Runtime: CodeGen should be updated to support the FMA instruction set

Created on 5 Jun 2017 · 20Comments · Source: dotnet/runtime

Rationale
Performing a multiplication followed by an add is a frequent operation in code (d = (a * b) + c) and modern processors provide instructions to help perform this operation in a fast/efficient manner.

Proposal

The runtime should be updated to recognize the d = (a * b) + c pattern and emit FMA instructions in those scenarios.

This pattern should be handled for both scalar and vector operations (float, double, Vector, Vector, Vector2, Vector3, and Vector4).

Other Thoughts
The runtime already has support for the AVX instruction set and the VEX encoding which should make it significantly easier to support for the FMA instructions.

An explicit API (Math.MultiplyAdd, or something similar) could also be provided so users can explicitly opt into the behavior.

category:cq
theme:intrinsics
skill-level:intermediate
cost:medium

area-CodeGen-coreclr enhancement

Source

tannergooding

👍2

Most helpful comment

@dotnet/jit-contrib

As @tannergooding implies, the difference in behavior between FMA and MUL+ADD is that the former rounds once (at the end) while the latter rounds twice. CLR doesn't have particularly strict floating-point semantics, and contraction is explicitly allowed by ECMA 335 (III.1.1.1), so it might be reasonable to do this folding without user consent, but I'm not sure. Certainly doesn't seem like a huge breaking change--at least for .NET Core.

RussKeldorph on 6 Jun 2017

👍6

All 20 comments

For both scalar and vector types, this can also cover:

Multiply and Subtract (d = (a * b) - c)
Negative Multiply and Add (d = -(a * b) + c)
Negative Multiply and Subtract (d = -(a * b) - c)

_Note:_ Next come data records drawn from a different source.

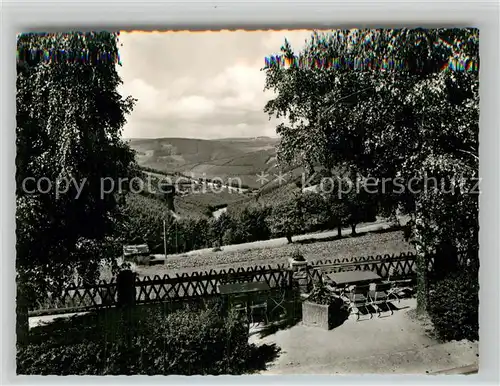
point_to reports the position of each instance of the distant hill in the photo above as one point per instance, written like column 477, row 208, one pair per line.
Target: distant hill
column 225, row 158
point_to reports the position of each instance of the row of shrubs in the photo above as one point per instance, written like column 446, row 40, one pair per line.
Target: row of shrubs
column 144, row 340
column 298, row 214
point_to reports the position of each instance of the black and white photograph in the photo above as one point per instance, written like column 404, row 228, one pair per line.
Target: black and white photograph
column 235, row 202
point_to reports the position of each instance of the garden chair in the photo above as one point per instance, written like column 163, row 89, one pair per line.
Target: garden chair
column 381, row 294
column 258, row 306
column 358, row 297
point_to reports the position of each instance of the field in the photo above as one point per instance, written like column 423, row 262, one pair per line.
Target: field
column 362, row 245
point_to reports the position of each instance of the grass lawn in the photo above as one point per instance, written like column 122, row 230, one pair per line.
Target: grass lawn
column 362, row 245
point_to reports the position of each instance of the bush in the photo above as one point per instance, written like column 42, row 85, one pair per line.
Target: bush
column 454, row 306
column 145, row 341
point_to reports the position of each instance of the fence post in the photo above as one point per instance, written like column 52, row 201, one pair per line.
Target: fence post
column 125, row 286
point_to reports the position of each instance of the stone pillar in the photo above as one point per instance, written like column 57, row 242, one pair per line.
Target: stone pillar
column 300, row 275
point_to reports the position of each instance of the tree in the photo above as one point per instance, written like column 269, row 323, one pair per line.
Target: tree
column 416, row 117
column 287, row 217
column 69, row 121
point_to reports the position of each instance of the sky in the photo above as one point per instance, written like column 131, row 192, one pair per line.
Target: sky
column 199, row 84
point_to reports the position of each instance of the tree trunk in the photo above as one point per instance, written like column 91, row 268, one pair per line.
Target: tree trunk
column 421, row 262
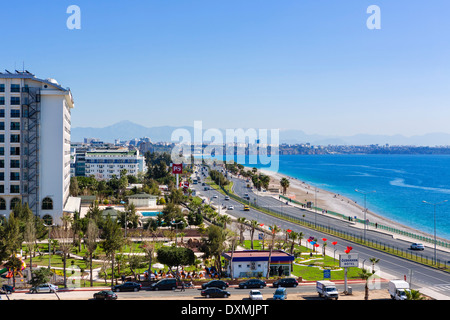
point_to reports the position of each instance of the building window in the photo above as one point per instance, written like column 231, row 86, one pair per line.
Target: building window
column 14, row 176
column 15, row 113
column 47, row 204
column 15, row 87
column 15, row 151
column 13, row 164
column 15, row 125
column 14, row 138
column 14, row 201
column 15, row 101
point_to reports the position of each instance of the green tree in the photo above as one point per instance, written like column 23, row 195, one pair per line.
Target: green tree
column 175, row 256
column 284, row 184
column 112, row 241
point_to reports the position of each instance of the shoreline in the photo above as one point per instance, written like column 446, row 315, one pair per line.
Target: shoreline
column 328, row 200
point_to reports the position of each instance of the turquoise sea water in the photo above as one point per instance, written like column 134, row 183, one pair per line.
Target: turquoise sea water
column 401, row 184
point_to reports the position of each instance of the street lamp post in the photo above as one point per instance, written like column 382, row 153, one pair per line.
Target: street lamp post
column 365, row 210
column 434, row 213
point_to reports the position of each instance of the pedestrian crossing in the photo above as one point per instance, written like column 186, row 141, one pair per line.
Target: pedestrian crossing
column 442, row 287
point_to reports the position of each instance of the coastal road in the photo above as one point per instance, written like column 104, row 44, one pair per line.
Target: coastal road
column 426, row 279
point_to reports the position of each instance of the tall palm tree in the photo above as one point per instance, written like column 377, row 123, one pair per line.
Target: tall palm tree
column 253, row 225
column 284, row 184
column 374, row 261
column 365, row 275
column 274, row 230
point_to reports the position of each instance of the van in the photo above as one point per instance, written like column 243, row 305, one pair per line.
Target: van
column 280, row 294
column 164, row 284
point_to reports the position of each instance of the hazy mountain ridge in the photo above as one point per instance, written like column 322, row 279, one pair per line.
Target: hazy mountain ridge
column 126, row 130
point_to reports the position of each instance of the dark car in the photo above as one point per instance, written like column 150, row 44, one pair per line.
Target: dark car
column 164, row 284
column 215, row 284
column 105, row 295
column 127, row 286
column 215, row 293
column 252, row 283
column 285, row 282
column 7, row 289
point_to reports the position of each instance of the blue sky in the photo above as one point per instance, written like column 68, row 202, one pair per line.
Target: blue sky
column 311, row 65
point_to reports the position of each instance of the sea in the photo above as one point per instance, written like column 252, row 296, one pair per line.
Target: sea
column 409, row 189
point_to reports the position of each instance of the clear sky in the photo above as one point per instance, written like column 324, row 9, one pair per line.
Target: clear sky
column 311, row 65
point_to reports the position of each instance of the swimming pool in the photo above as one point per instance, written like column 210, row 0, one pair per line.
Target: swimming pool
column 150, row 213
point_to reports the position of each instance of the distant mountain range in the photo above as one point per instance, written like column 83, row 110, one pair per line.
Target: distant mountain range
column 127, row 130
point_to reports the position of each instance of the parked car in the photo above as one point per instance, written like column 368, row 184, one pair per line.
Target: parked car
column 46, row 287
column 105, row 295
column 280, row 294
column 215, row 293
column 164, row 284
column 255, row 295
column 215, row 284
column 127, row 286
column 285, row 282
column 8, row 289
column 252, row 283
column 417, row 246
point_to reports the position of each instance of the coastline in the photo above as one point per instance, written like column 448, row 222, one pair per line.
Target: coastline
column 327, row 200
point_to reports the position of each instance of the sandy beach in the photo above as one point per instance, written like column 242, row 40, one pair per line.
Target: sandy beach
column 303, row 192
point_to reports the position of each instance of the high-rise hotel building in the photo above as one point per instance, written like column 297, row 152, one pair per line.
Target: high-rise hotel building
column 34, row 144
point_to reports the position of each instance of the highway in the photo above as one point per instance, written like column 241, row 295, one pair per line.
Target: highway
column 420, row 276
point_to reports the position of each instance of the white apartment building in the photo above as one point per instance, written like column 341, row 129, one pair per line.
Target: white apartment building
column 104, row 164
column 34, row 144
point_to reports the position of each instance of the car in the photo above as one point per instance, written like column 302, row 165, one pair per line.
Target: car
column 417, row 246
column 8, row 289
column 127, row 286
column 164, row 284
column 255, row 295
column 215, row 293
column 215, row 284
column 45, row 287
column 252, row 283
column 105, row 295
column 285, row 282
column 280, row 294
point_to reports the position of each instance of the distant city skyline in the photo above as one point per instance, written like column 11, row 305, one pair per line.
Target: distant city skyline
column 301, row 65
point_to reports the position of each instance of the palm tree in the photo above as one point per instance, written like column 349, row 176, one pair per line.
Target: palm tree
column 274, row 230
column 284, row 184
column 365, row 275
column 253, row 225
column 374, row 261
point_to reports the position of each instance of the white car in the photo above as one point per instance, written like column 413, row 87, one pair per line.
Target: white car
column 417, row 246
column 255, row 295
column 46, row 287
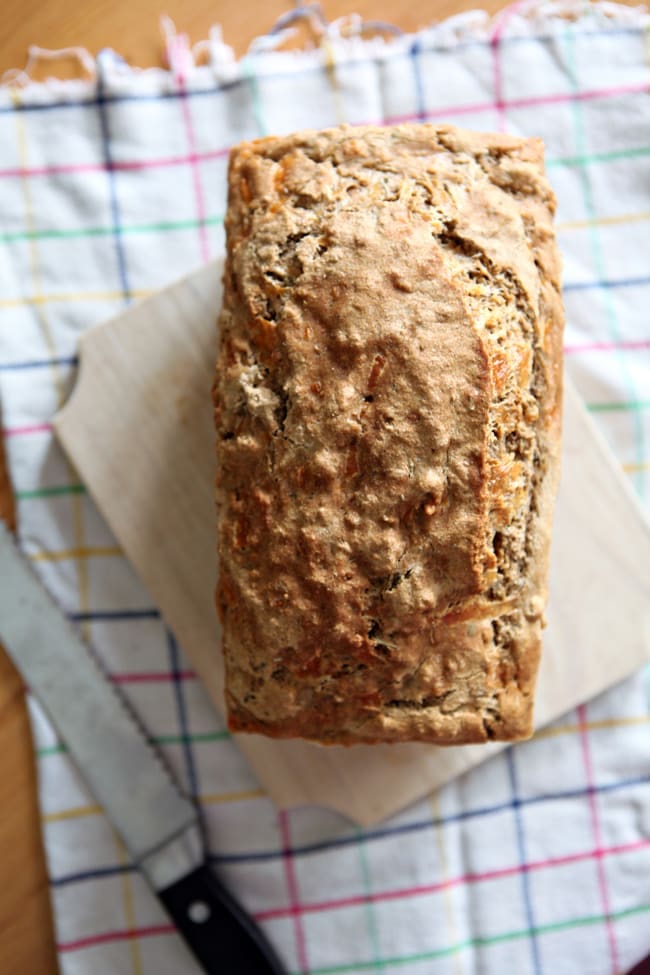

For vector types, this can also cover:

Multiply with Alternating Add/Subtract (d0 = (a0 * b0) + c0, d1 = (a1 * b1) - c1, d2 = (a2 * b2) + c2, d3 = (a3 * b3) - c3)
Multiply with Alternating Subtract/Add (d0 = (a0 * b0) - c0, d1 = (a1 * b1) + c1, d2 = (a2 * b2) - c2, d3 = (a3 * b3) + c3)

tannergooding on 5 Jun 2017

FYI. @mellinoe, who may be interested

tannergooding on 5 Jun 2017

It's my understanding that this does not necessarily have the same behavior as a regular multiply-followed-by-add. Given that this could affect large chunks of "regular" code, I can imagine something out there breaking for some reason.

I guess it would help to understand what other optimizing compilers do. Is this a common automatic optimization to do (not opt-in), with respect to behavior/precision differences?

mellinoe on 5 Jun 2017

It's my understanding that this does not necessarily have the same behavior as a regular multiply-followed-by-add.

That could be the case, but I didn't see anything obvious to this effect in the architecture manual (they generally list the error rate when it differs, as is the case with rsqrt). The FMA Extensions section is Volume 1, 14.5. The actual instruction pages are in Volume 2C.

Given that this could affect large chunks of "regular" code, I can imagine something out there breaking for some reason.

It should be possible to cordon this off under a switch, like we do with AVX and SIMD support.

I guess it would help to understand what other optimizing compilers do.

The compiler and assembler support is here: https://en.wikipedia.org/wiki/FMA_instruction_set#Compiler_and_assembler_support

All major compilers support it (and a specific switch to enable it). On VC++, this requires enabled AVX2 support and switching the floating-point mode from precise to fast. On GCC and others, it just requires specifying something similar to -mfma.

It might be worth noting that some of our math functions (at least on Windows/MacOS) already take advantage of FMA instructions (if the hardware supports it) in the backing CRT call.

Additionally, if enabling this by default is still a concern, then providing an explicit function to enable use of the intrinsic might be desirable (System.Math.FusedMultiplyAdd).